No, these aren’t supermodels or pop divas. They are Paris and Nicole’s dogs. Honey Child is Nicole’s four-year-old Shih Tzu. Foxy Cleopatra is her eight-month-old teacup Pomeranian. And Tinkerbell is Paris’s Chihuahua.
It is hard enough to understand exactly why Hilton and Richie are famous. They didn’t rise to fame for singing or dancing or acting. As a matter of fact, their singing and dancing and acting came along only after they had achieved fame. They are just famous for being famous. Their renown is reduced to the fact that they have super-wealthy parents and they know how to play the media. And so their interminable fifteen minutes of fame ripples out from Paris’s pirated sex tape video with her boyfriend, and their “reality” television show, “The Simple Life,” in which the two wealthy women march through the rural countryside with the great unwashed, with cameras rolling, of course. So why exactly are these dogs now celebrities?
It is precisely because Paris and Nicole pamper their animals the way Americans imagine a celebrity should. According to Nicole, Honey Child and Cleopatra go “everywhere” with her, she buys them “really cute clothes,” they have “sleepovers” with other dogs, and they receive more attention from her than her boyfriend does. Nicole remarks that the dogs have taught her “unconditional love and patience.”
It is much the same story with Paris. When Tinkerbell disappeared recently, Paris posted large banners across West Hollywood promising an extravagant amount of money for her safe return.
Kindness to animals is a biblical mandate, and everyone likes the idea of a well-treated pet. But what is wrong when two of our famous celebrities have “unconditional love and acceptance” for animals when they have made their careers off of mocking and caricaturing rural human beings for fun and profit?
For Christians, this really shouldn’t come as a surprise. The Scripture tells us that all human beings (not just the famous ones) “exchange the glory of the immortal God” for idols—including those resembling animals (Rom 1:23). Could it be that for Paris and Nicole these animals are just one more trapping of celebrity? Could it be that for them a dog in a purse is really just one more golden calf?
But we shouldn’t be too quick to ridicule the extravagance these ladies expend on their dogs. After all, American culture has idolized these two women—often for no other reason than animal lust for their bodies and covetous envy for their wealth and fame. And American Christians are just as prone to the celebrity culture as anyone else.
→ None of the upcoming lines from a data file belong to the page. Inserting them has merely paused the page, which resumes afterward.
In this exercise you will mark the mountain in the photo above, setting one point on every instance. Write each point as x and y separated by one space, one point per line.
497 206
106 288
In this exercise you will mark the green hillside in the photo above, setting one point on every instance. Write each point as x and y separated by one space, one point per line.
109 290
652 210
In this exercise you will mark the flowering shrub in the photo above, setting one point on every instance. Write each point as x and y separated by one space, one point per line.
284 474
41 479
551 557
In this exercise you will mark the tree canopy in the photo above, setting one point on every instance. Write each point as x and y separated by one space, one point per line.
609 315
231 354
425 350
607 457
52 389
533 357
The prophets and apostles warn us against such things. The apostle John is writing to believers when he commands, “Little children, keep yourselves from idols” (1 John 5:21). That’s because he understands that the old order within us constantly beckons us away from the worship of God. As the Reformer John Calvin put it, our minds are “idol factories”—as soon as one is destroyed it creates another one in its place.
We might not be consuming our free time fantasizing about the jet-set lifestyle of the world’s favorite televised socialites. And we might not be planning a sleepover for a Shih-Tzu. But we can grasp with abandon for our next promotion, an elusive wedding ring, or the power to decide what color the congregation’s carpet will be. These idols peek out of our purses and briefcases, no matter how we try to push them back in. And that tinny little “woof” is that of a golden calf.
Most of us will never have the fame or money to propel our pets to super-stardom. But that doesn’t mean that we can’t dote on our own idols with just as much care. Let’s remember that our inheritance isn’t here. It is waiting to be revealed with the unveiling of Christ Jesus. Until then, let’s hold loosely anything that isn’t him, lest we build our lives on something as fleeting as the fame of a reality television “star.”
After all, that kind of world isn’t fit for a dog.